Marcia Delgadillo says she's been on a couple of interviews since Manatt, Phelps & Phillips laid her off from her marketing post in mid-January. This past Thursday, she was feeling particularly good after her first interview with a midsize San Francisco law firm. "The interview went well," she said. It felt like a good fit. She and the interviewer clicked, she thought. But that same day an e-mail arrived in response to her thank you note that made her hair stand on end.
If you use e-mail, you'll want to read the jump. So yes, that means all of you ...
The firm's business development director wrote that Delgadillo's note sent from her gmail account arrived in such a sad state that it would have been a "deal breaker" if it turned out that was the way she wrote. Lucky for Delgadillo, the director had already checked with the firm's IT guys. They thought her gmail message had been stripped of punctuation, she learned, including apostrophes, and the é in the word "cliché" went missing completely.
"I was horrified," Delgadillo said. "I was really glad that she was honest enough to tell me — it was really good to know for future reference."

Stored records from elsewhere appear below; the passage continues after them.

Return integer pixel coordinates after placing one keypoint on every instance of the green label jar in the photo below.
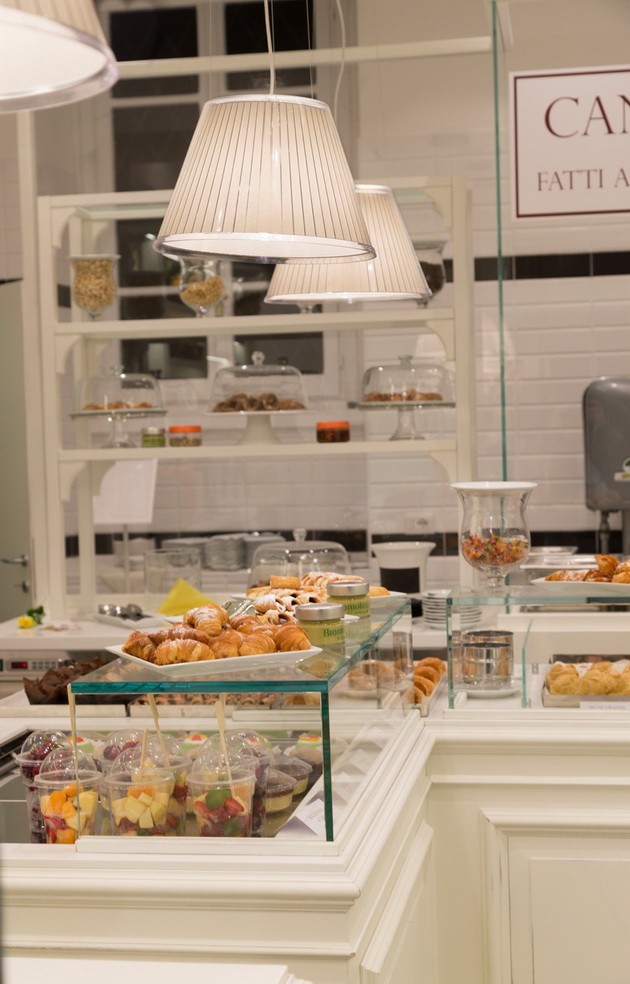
(323, 624)
(353, 595)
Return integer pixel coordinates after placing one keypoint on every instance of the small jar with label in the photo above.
(184, 436)
(323, 624)
(153, 437)
(353, 595)
(332, 431)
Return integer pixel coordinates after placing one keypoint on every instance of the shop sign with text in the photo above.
(570, 141)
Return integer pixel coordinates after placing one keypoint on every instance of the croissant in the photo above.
(434, 661)
(257, 642)
(557, 669)
(244, 623)
(209, 619)
(597, 683)
(181, 651)
(181, 631)
(423, 684)
(224, 649)
(428, 672)
(622, 683)
(413, 695)
(595, 574)
(290, 638)
(278, 581)
(607, 564)
(139, 644)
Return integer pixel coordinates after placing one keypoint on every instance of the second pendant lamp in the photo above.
(394, 274)
(266, 179)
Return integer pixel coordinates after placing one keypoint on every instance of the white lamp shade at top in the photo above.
(265, 178)
(393, 274)
(53, 52)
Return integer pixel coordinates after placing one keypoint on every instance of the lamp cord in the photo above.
(342, 65)
(272, 64)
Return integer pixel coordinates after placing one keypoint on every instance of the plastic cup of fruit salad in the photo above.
(178, 798)
(222, 804)
(30, 757)
(68, 805)
(139, 805)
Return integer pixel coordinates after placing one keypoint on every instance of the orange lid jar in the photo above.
(184, 436)
(332, 431)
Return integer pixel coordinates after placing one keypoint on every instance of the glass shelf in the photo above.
(552, 593)
(319, 673)
(543, 622)
(383, 647)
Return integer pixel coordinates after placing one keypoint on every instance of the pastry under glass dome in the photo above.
(294, 558)
(118, 395)
(406, 386)
(257, 391)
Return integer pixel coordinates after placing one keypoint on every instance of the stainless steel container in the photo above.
(483, 660)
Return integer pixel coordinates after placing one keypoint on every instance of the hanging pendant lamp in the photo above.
(393, 275)
(53, 52)
(265, 179)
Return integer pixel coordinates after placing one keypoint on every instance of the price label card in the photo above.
(344, 785)
(605, 705)
(363, 761)
(312, 816)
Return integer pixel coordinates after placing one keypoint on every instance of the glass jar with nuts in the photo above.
(93, 282)
(200, 286)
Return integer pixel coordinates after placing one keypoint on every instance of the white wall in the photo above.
(435, 116)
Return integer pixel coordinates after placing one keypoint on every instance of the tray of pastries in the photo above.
(283, 593)
(258, 388)
(207, 640)
(570, 681)
(610, 575)
(408, 381)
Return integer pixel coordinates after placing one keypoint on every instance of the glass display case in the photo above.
(315, 704)
(528, 635)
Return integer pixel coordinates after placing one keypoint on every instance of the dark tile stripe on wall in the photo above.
(537, 267)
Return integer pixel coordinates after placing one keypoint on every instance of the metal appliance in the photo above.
(606, 415)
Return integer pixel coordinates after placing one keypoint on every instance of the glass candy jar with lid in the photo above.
(323, 624)
(353, 595)
(93, 282)
(258, 391)
(494, 536)
(406, 386)
(118, 395)
(201, 286)
(295, 558)
(429, 253)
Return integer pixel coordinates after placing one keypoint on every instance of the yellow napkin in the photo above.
(181, 597)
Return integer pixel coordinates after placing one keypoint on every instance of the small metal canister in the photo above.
(483, 660)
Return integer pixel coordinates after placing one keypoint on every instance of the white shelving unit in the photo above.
(74, 223)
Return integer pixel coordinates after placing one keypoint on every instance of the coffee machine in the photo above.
(606, 416)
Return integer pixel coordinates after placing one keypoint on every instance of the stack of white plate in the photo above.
(434, 610)
(225, 552)
(199, 542)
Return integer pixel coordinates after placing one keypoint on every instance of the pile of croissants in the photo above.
(427, 673)
(609, 570)
(208, 633)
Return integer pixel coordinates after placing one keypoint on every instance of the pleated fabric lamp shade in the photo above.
(265, 179)
(393, 275)
(53, 52)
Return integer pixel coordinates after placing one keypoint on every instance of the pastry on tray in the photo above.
(207, 633)
(277, 599)
(600, 679)
(608, 570)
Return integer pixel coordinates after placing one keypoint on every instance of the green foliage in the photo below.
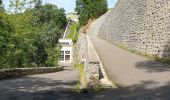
(90, 9)
(72, 31)
(30, 39)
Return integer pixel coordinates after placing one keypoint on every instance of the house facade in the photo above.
(66, 55)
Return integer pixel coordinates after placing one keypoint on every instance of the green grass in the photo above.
(82, 81)
(72, 31)
(144, 54)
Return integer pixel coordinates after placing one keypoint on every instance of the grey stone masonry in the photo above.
(141, 25)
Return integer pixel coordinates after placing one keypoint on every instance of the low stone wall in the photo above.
(140, 25)
(16, 72)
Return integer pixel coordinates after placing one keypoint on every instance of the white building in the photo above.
(66, 55)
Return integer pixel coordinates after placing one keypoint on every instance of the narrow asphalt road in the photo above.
(140, 77)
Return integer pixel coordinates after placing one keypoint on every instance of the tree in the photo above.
(90, 9)
(1, 6)
(38, 3)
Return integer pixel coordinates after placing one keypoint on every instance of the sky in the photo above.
(68, 5)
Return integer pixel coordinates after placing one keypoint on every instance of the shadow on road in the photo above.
(153, 66)
(48, 89)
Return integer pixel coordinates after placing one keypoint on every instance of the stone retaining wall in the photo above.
(16, 72)
(141, 25)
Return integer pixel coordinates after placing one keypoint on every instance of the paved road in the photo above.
(141, 79)
(138, 76)
(53, 86)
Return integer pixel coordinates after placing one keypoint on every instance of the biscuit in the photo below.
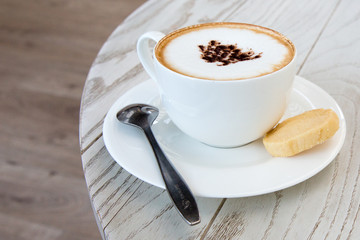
(301, 132)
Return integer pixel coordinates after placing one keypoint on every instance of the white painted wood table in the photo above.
(326, 206)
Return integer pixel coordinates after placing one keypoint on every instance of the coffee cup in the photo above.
(224, 84)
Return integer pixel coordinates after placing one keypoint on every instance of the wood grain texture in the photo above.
(46, 49)
(326, 206)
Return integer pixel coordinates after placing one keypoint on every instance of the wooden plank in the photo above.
(109, 185)
(46, 50)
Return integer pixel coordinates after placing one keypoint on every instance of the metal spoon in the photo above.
(142, 116)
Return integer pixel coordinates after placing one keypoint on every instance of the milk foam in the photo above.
(182, 54)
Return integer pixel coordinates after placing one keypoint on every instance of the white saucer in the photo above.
(216, 172)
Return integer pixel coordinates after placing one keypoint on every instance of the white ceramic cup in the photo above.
(219, 113)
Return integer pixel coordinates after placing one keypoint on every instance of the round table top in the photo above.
(324, 206)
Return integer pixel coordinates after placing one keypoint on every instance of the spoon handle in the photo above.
(176, 187)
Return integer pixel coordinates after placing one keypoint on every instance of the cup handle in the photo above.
(145, 53)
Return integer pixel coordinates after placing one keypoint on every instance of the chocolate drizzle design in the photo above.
(225, 54)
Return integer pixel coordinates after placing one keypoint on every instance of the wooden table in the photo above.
(326, 34)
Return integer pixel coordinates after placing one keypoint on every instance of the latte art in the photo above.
(225, 54)
(224, 51)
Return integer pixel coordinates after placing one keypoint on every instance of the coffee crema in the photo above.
(224, 51)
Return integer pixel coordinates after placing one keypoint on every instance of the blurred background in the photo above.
(46, 50)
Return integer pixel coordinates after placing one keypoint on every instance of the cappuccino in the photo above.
(224, 51)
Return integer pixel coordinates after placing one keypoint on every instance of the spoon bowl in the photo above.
(142, 116)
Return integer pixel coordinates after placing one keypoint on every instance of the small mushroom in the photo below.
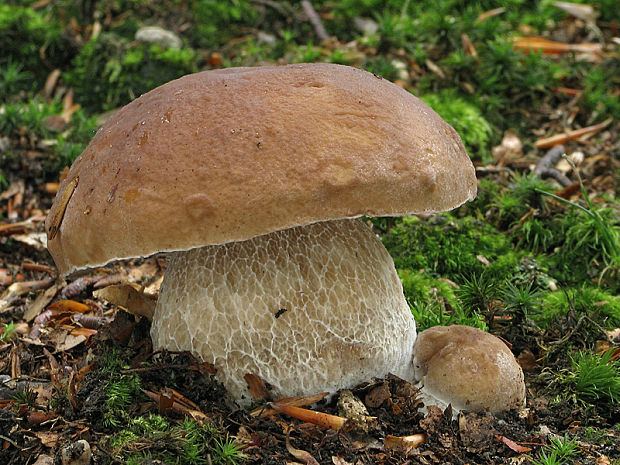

Since then, Delgadillo said, she's checked with one other law firm where she sent e-mail from her gmail account. It was okay, she said. Now she's thinking of switching to Outlook.
— Petra Pasternak


Could easily be the fault of those IT guys. I know some IT shops that strip 'sophisticated' (read: not in the alphabet on the kindergarten wall, like é) characters from 'untrusted' sources as a 'rudimentary' (read: stupid and ineffective) anti-virus measure. And yes, gmail is sometimes untrusted (again by idiots) but outlook may well have the same problems if at the end of the day she is still using gmail behind outlook. May be other odd things going on there, but if I had to put my money on a cause that could explain this particular kind of snafu, I'd put my money on that cause.